The data reveal the existence of two distinct stratified groups of inhabitants, each characterized by unique brick production methods that reflect their technological capabilities and environmental adaptations. The first group, dating back approximately 700 to 1000 years ago, showed a more advanced mastery of firing techniques, achieving temperatures exceeding 800 °C. This is evidenced by the analysis of the Pratima Garh and Padum Pukhuri samples, which show the high-temperature conditions under which their bricks were produced. This suggests that these earlier inhabitants possessed a sophisticated understanding of kiln construction and thermal control, likely contributing to the durability and quality of their brick materials.

In contrast, the second group of inhabitants, who occupied the site between 1100 and 1400 years ago, employed less advanced firing techniques. Analysis of Mouramora samples from this period indicates that their bricks were fired at temperatures below 650 °C. This difference in firing temperature not only points to a divergence in technological knowledge but may also reflect variations in socio-economic conditions, resource availability, and cultural practices between the two groups.

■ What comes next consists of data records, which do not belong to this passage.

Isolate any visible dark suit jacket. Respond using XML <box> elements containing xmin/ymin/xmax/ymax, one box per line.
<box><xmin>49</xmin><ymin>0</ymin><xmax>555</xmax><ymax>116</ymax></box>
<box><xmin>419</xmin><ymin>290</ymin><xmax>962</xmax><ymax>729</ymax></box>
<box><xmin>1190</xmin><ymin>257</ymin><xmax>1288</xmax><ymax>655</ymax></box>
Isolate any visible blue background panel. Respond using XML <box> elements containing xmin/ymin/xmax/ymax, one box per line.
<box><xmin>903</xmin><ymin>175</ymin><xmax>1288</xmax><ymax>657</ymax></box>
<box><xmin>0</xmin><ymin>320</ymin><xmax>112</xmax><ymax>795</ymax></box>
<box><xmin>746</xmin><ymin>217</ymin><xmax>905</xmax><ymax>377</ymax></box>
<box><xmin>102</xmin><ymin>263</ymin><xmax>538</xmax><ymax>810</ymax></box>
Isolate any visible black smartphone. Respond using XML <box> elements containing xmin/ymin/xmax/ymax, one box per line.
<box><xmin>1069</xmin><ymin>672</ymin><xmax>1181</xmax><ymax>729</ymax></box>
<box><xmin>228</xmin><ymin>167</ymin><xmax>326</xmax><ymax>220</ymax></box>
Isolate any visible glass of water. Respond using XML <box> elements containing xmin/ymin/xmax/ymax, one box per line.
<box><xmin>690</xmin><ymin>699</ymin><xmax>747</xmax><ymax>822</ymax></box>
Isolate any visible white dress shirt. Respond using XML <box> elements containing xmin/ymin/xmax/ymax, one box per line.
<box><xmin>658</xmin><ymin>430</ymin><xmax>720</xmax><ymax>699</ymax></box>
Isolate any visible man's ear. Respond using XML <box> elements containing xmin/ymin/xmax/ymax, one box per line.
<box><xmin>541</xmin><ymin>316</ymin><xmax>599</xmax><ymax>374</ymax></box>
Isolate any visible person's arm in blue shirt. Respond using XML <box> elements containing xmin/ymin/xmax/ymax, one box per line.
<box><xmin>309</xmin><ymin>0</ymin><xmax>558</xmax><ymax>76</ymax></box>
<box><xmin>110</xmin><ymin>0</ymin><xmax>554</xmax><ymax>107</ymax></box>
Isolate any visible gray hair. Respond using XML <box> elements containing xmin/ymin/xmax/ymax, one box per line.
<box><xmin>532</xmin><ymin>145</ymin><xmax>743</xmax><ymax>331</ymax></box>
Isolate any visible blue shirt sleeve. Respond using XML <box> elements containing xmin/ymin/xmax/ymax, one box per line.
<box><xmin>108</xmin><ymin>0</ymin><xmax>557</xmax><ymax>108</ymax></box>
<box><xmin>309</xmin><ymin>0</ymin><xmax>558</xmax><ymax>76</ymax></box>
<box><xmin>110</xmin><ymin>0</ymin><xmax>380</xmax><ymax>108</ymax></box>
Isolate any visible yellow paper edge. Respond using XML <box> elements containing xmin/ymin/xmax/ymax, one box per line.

Overall, the integrated use of these advanced analytical methods provided a nuanced understanding of the technological evolution at this archaeological site. The findings underscore the complexity of cultural and technological development over time, highlighting how different communities adapted their techniques to suit their specific environmental and social contexts. This multidisciplinary approach offers a comprehensive framework for interpreting the material culture and technological progress of past societies, shedding light on the dynamic interplay between human innovation and environmental constraints.